Light Induced Physical-biogeochemical Implications in the Arctic Ocean: a Coupled Sea-ice – Ocean – Ecological Modeling Study

Currently, the most rapid increase in near-surface air temperature takes place in the Arctic, accompanied by reduced sea ice concentration. Under the resulting retreat of sea ice, the underwater shortwave radiation and, thus, the amount and types of phytoplankton may change. In this study, we use a coupled sea-ice – ocean – ecological model (Darwin-MITgcm) to simulate the variability of the ocean’s major optically active constituents, comprising six phytoplankton functional types (PFTs) and colored dissolved organic matter (CDOM), in response to Arctic amplification. We further set up the general circulation model to account for the biogeochemical processes, in terms of light attenuation, so that their feedback on Arctic Ocean’s physical and biogeochemical properties can be assessed.
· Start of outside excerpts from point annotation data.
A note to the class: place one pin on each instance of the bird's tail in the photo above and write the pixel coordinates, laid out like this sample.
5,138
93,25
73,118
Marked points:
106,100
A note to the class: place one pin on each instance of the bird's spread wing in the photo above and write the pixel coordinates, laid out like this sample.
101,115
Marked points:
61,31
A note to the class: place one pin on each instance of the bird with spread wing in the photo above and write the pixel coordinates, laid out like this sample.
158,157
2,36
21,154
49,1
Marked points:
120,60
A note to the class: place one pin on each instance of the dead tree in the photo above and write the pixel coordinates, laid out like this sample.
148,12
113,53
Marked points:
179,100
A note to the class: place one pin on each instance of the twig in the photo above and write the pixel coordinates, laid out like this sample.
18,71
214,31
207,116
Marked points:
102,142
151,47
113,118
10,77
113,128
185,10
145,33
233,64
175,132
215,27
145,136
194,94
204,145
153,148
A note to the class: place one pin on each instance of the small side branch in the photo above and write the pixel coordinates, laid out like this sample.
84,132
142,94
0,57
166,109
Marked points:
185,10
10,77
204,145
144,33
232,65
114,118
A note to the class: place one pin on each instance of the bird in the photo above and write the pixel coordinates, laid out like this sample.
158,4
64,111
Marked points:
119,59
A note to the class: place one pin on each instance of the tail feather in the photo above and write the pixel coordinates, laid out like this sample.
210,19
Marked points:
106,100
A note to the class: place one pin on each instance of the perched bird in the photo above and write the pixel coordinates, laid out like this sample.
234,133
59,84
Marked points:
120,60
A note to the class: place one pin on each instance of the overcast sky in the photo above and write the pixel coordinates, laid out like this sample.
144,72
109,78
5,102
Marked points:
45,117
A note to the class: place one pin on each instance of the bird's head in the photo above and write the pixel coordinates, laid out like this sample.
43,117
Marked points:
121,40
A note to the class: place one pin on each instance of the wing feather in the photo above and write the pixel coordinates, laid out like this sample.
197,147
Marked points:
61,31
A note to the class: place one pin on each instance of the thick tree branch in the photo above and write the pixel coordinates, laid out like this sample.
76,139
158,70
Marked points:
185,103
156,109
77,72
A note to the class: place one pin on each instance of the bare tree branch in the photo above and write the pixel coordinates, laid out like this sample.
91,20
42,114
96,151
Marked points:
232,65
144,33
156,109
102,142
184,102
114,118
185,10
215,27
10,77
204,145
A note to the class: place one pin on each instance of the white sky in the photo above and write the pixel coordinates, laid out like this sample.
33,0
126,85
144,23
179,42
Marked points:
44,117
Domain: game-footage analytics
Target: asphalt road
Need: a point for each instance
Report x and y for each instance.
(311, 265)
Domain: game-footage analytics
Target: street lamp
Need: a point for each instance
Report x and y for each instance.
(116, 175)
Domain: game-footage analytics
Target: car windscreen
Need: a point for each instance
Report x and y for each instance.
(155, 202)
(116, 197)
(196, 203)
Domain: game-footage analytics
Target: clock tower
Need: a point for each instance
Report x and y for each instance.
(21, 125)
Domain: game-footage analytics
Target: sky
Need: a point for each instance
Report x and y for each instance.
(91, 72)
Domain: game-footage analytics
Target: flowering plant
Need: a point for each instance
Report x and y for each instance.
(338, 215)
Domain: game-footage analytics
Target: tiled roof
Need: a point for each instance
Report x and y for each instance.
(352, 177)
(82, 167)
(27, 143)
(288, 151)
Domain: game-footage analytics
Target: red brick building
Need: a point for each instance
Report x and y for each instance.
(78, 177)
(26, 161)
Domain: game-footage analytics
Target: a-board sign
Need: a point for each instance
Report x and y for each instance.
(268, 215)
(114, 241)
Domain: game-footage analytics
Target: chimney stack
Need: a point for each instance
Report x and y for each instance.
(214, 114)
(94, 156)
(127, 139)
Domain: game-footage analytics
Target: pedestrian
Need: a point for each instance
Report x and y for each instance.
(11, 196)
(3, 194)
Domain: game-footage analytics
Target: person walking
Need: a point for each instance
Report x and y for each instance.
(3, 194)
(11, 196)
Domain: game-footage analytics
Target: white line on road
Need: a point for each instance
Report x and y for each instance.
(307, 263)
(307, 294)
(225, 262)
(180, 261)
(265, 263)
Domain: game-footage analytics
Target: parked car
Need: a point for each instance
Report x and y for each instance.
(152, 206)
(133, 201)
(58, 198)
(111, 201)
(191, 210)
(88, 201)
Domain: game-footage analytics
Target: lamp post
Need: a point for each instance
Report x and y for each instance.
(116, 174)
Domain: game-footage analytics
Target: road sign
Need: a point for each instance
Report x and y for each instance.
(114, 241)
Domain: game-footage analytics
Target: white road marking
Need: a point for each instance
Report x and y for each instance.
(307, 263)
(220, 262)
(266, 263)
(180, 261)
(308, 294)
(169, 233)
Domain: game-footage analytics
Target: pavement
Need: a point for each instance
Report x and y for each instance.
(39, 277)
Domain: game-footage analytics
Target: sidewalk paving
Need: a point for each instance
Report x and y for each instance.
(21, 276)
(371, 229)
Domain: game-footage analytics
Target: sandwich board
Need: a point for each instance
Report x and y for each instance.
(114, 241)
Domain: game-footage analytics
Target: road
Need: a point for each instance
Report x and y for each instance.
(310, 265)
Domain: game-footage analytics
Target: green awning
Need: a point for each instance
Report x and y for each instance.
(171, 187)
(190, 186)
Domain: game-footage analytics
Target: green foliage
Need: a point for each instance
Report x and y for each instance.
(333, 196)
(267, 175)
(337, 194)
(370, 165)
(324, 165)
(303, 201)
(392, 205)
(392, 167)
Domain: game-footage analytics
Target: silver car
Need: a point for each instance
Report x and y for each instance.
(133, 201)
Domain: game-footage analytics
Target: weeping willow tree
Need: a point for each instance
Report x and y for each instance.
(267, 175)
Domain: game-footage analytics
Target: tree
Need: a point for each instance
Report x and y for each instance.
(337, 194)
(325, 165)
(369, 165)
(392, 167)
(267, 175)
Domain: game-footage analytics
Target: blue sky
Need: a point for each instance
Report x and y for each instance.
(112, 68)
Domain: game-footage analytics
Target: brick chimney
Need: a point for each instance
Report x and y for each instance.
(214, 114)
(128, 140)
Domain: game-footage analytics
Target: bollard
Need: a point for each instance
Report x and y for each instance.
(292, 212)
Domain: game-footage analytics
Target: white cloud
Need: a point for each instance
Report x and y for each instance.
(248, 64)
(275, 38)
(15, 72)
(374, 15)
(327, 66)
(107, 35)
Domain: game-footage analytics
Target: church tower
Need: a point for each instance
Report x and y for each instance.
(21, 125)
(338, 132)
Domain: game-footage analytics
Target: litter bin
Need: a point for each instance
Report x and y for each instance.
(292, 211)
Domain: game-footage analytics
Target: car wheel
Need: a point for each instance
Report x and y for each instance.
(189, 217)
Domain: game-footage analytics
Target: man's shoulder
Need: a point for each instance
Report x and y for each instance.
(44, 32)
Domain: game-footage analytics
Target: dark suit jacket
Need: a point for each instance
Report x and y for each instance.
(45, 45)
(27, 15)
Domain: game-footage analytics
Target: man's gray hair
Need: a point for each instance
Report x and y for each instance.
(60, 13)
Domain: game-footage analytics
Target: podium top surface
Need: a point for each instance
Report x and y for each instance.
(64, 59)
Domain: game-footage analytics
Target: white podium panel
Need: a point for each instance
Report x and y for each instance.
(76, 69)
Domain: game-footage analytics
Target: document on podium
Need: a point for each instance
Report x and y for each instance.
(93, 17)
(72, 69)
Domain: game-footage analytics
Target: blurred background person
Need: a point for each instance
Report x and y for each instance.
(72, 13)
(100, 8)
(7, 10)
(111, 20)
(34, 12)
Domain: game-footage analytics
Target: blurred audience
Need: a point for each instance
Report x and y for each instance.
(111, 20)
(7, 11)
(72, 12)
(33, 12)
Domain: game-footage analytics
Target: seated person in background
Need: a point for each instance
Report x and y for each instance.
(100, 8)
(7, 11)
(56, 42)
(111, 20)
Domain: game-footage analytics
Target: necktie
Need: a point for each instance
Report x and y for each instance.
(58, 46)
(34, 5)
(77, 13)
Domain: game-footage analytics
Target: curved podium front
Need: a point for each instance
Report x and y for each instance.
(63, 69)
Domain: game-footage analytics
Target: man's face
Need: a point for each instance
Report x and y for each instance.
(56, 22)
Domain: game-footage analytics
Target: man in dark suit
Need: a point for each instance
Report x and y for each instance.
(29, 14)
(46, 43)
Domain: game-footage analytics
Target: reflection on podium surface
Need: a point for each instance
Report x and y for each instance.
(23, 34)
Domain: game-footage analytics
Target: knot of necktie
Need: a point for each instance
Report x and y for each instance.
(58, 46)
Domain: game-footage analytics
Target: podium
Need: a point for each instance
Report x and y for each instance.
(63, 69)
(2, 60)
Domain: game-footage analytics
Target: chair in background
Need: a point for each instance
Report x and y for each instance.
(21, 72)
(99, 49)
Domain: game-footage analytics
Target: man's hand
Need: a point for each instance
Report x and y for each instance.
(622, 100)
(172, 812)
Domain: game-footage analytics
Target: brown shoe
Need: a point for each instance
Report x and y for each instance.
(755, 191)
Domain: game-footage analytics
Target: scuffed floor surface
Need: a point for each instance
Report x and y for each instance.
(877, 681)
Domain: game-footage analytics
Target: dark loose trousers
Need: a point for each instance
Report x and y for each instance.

Here, for the first time, CDOM is included in the underwater light attenuation scheme as a prognostic model variable that interacts with the changes induced by its presence. The coupled model simulation, allowing to consider explicitly the optical constituents, is compared with a constant attenuation depth formulation corresponding to Jerlov water type I, which is the case in most ocean models. Our findings suggest that the presence of CDOM and phytoplankton, by modulating the vertical distribution of the incoming light, affects significantly the upper ocean thermal structure. The promotion of heat-trapping near the surface results in summertime warming, locally even in more than 1°C, and to sea ice reduction. These changes have implications to upper ocean stratification and are accompanied by changes in nutrients supply, as well as in total but also partial PFTs chlorophyll-a.